When I was a little kid, I was extremely afraid of heights. Extremely. Deathly. I can remember being on top of the CN Tower in Toronto with my family and being afraid even at the fact that my brothers were too close to the edge. I remember being at an amusement park refusing to get on board any sort of roller coaster. Yet, somehow, my arm was twisted enough to get me on the park's Ferris Wheel where there were undoubtedly white knuckles the entire way around. I don't know what it was that filled me with so much fear when it came to heights. Perhaps it was simply being lifted high in the air, and therefore being lifted away from security and the comfort of being on safe, solid ground.
I think that's a natural feeling. I would venture to guess that one of the most common fears people have is acrophobia (fear of heights). I am not sure what exactly caused me to - literally - take that leap of faith and go skydiving. I think over time, I grew older and realized that amusement park rides are designed specifically to give riders a fun - and safe - thrill, and that I'd have a much higher chance getting hit by a car when crossing the street than falling out of a roller coaster or over the edge of the CN Tower.
I admit, skydiving is a whole different story. It's on an entirely different level than a roller coaster. Skydiving is the holy grail of any adventurer. It's the zenith of most bucket lists, and it's pretty hard to outdo yourself after skydiving. After you go skydiving, you get stamped with a title of "badass" for the rest of your life.
Since it's the ultimate challenge, I don't expect many OHventurers to follow my lead on this one. For one thing, it is a rather expensive investment. In 2008, I paid $200 to jump out of a perfectly good airplane to free fall for about a minute and float down to the ground for another 10 minutes. Now when you look at it that way, it doesn't seem worthwhile. However, I promise you that if you have the extra cash and have the guts to do it...go for it!

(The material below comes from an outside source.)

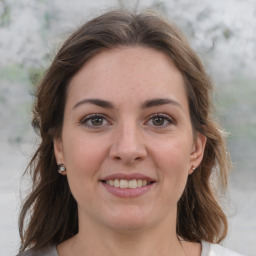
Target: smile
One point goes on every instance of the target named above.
(133, 184)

Skydiving was sensory overload. This is why it was a good thing I spent the extra $100 to have a DVD full of photos and a video of my experience. If I hadn't, it would be so hard to explain, and I might have felt like I was dreaming and not believed I actually did it. The most frightening part is when you go up in the little plane and they open that door so you are staring down at the Earth below. That's your defining moment. Once you gather the courage (some would call it stupidity) to jump, the rest is a ride of your lifetime!
You don't feel that pit in your stomach when you're skydiving, because you oddly enough don't even feel like you're falling. It's more like floating.Your face and skin are all discombobulated , your mouth is dry and you can't hear much of anything with all of the wind in your face. I couldn't help but scream in joy and laugh at the experience. It was a thrill of a lifetime. The minute of free falling feels much longer. Once the parachute is pulled, it's smooth sailing. You can soak it all in and look around at the world below you. It's so very liberating that just writing about it makes me want to go do it again!
I truly believe that fears are just demons holding you back from truly living. My fears were thrown out the plane with me that fine August afternoon in 2008. I've come a long way from the little kid who hated ferris wheels.
Rushed with adrenaline right after I landed safe & sound on the ground after my first ever skydive in August 2008.